Thursday, December 14, 2006

P2P Bust in Japan

An author of a P2P software has been convicted in Japan. The charges revolve around copyright infringement.

However, the accused was not found guilty of "copyright infringement", but rather "enabling copyright infringement".

I think that decision is problematic. There should be a large and well-defined distinction between doing something and building something that might conceivably allow someone to do something. Isamu Kaneko did not force the users of his software to use it illegaly. It is quite conceivable that those users could have chosen to use Isamu's software legally. This sort of court decision is exactly what is needed to stifle innovation and punish those who produce popular (and free) software. Isamu's product had half a million users.

Here are some things to consider:

1. The software itself is not an infringement nor is it illegal.
2. The software does nothing that many other similar packages couldn't do.
3. There is no feasible way for such a general purpose file sharing program to reasonably detect what is copyrighted and what isn't. It just handles chunks of data.
4. The software does nothing to enable infringement that is fundamentally different than what your typical FTP or Web Client/Server does.
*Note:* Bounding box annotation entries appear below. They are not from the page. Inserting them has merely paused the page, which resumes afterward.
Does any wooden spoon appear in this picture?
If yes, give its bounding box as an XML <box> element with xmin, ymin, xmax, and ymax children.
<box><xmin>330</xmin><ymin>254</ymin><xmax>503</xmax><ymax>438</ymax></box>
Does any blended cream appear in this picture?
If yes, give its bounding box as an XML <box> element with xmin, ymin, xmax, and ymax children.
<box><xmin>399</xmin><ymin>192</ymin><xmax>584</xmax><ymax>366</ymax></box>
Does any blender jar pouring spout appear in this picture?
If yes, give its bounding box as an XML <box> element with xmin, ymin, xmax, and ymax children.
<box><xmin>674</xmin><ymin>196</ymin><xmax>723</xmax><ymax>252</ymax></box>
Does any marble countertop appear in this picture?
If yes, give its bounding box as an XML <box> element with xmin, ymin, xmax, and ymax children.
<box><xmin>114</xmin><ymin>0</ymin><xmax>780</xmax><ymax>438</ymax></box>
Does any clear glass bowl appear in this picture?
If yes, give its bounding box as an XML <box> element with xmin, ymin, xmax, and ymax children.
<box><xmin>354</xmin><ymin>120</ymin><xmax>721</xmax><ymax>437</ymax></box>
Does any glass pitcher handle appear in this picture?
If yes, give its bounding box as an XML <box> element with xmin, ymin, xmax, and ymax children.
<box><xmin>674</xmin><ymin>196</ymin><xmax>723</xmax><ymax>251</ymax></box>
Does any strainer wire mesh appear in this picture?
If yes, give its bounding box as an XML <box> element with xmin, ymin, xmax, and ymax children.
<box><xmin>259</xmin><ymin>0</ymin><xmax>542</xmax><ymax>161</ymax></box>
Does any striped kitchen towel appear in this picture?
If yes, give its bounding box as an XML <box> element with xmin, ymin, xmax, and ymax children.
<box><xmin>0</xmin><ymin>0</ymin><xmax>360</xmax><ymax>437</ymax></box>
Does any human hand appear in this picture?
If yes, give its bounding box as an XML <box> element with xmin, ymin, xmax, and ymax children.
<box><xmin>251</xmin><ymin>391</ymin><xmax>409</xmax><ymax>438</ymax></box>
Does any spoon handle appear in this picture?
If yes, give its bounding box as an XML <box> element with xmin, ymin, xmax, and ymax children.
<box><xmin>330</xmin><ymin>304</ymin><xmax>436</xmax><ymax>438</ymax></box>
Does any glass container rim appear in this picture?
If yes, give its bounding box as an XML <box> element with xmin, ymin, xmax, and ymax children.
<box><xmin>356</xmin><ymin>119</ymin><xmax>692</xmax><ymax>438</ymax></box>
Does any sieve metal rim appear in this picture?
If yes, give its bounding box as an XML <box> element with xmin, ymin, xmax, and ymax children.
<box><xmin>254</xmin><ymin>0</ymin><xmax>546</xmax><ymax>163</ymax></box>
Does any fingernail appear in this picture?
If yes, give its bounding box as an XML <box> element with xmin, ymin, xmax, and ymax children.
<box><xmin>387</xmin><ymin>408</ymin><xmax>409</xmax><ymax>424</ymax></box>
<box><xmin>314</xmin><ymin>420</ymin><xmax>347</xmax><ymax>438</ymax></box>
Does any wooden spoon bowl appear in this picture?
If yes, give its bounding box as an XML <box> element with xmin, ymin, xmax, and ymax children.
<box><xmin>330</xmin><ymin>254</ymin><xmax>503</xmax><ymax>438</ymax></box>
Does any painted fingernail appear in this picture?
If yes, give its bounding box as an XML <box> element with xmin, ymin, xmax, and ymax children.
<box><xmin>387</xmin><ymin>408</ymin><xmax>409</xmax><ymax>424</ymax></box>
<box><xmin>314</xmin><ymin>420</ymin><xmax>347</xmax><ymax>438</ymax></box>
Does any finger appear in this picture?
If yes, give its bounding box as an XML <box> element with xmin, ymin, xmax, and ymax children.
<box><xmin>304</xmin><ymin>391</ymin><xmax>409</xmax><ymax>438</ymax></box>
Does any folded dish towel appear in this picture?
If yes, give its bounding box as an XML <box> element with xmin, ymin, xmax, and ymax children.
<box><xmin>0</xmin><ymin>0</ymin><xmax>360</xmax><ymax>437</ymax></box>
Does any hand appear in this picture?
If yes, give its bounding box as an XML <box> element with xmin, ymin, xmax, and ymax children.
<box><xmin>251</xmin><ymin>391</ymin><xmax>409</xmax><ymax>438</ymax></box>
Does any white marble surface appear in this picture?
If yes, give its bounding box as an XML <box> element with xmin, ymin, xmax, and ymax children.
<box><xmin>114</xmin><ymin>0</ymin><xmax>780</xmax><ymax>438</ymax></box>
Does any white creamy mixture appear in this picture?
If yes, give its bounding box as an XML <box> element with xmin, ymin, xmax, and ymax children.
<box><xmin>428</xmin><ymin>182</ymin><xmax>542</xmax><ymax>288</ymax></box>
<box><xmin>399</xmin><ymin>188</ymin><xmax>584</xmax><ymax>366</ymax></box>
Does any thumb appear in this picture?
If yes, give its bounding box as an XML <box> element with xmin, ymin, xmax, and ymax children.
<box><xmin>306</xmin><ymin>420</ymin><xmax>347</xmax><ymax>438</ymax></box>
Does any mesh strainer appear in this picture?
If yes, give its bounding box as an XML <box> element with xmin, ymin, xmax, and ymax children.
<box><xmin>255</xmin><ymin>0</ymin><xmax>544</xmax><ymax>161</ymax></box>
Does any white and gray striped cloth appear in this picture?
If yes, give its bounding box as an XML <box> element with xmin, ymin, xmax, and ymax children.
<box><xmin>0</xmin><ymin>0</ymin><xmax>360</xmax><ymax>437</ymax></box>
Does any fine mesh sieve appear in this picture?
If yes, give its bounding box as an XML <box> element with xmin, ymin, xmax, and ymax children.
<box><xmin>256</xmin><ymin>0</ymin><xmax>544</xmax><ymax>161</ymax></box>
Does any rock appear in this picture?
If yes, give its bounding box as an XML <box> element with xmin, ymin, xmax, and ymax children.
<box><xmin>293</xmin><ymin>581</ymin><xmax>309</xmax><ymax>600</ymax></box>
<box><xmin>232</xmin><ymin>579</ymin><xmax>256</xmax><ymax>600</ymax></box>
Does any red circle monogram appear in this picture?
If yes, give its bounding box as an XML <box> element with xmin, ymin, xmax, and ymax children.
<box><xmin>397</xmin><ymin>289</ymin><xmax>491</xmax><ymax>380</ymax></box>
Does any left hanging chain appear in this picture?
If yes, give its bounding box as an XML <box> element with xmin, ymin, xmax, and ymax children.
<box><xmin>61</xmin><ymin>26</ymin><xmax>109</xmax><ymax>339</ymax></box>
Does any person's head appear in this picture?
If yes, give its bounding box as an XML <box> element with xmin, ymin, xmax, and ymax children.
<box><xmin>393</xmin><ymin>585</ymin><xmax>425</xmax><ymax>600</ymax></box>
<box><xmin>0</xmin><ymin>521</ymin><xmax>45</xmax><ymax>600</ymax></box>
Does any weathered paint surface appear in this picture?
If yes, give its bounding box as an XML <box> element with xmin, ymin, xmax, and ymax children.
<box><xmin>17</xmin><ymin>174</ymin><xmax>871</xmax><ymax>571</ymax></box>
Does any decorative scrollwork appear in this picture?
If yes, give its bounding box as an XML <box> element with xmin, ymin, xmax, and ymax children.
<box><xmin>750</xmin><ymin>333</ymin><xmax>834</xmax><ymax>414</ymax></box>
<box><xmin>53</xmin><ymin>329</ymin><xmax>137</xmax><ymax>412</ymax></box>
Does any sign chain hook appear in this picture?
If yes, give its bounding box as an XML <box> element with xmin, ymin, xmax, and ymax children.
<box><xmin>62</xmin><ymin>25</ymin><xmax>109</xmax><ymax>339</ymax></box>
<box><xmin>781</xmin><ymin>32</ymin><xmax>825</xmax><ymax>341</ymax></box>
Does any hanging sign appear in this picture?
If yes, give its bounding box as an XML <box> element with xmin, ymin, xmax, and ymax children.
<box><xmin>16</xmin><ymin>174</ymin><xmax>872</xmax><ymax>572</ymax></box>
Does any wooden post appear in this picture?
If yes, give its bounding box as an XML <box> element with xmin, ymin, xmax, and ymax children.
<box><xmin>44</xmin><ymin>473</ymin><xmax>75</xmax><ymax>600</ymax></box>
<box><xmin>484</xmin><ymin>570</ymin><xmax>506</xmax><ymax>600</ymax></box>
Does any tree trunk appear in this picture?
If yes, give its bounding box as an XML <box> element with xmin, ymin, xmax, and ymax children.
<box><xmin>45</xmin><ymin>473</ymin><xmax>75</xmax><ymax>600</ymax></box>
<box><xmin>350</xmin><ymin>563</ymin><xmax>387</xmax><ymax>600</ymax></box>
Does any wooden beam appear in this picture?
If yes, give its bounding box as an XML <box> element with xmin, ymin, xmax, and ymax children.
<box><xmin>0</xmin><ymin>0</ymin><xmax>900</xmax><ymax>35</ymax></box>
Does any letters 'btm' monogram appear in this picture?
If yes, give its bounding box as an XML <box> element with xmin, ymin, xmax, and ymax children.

If it can be proven that the software does not in and of itself break any laws, I believe it is illegitimate to attempt to charge the author of it. While it may not correspond exactly, the basic principles involved are somewhat akin to MP3 player producers being sued because some of their users use illegally downloaded MP3s on the devices. It is patently silly. In almost in any context, this sort of charge would be so silly that the judge would laugh. However, somehow when it comes to coprights on the internet, many convictions for this sort of things seem to be able to happen.

The sort of logic employed here is very twisted, sort of akin to the Guilt By Association Fallacy. It goes something like "Joe broke the law with X. Fred made X. Therefore Fred broke the law". If X, in and of itself, is not an infrigement of the law, there should be no case against Fred. It is not totally unlike saying: "Joe murdered someone in MondoShoes. MondoShoes are produced by George. Therefore George is guilty of murder." This sort of reasoning would be ridiculous even in regard to murder, which is obviously of more gravity than copyright infringement. The software in question was really just a "transport" (hence the analogy of shoes) that the person used to commit the copryright infringement. The P2P software is really expendible in this matter, so there is no sane reason to blame the person who wrote that softawre. The people who are hosting and downloading the copyrighted products are the real "movers" in the act of violating copyright law.

Thankfully saner decisions have prevailed in these sort of cases in U.S. and Canada courts.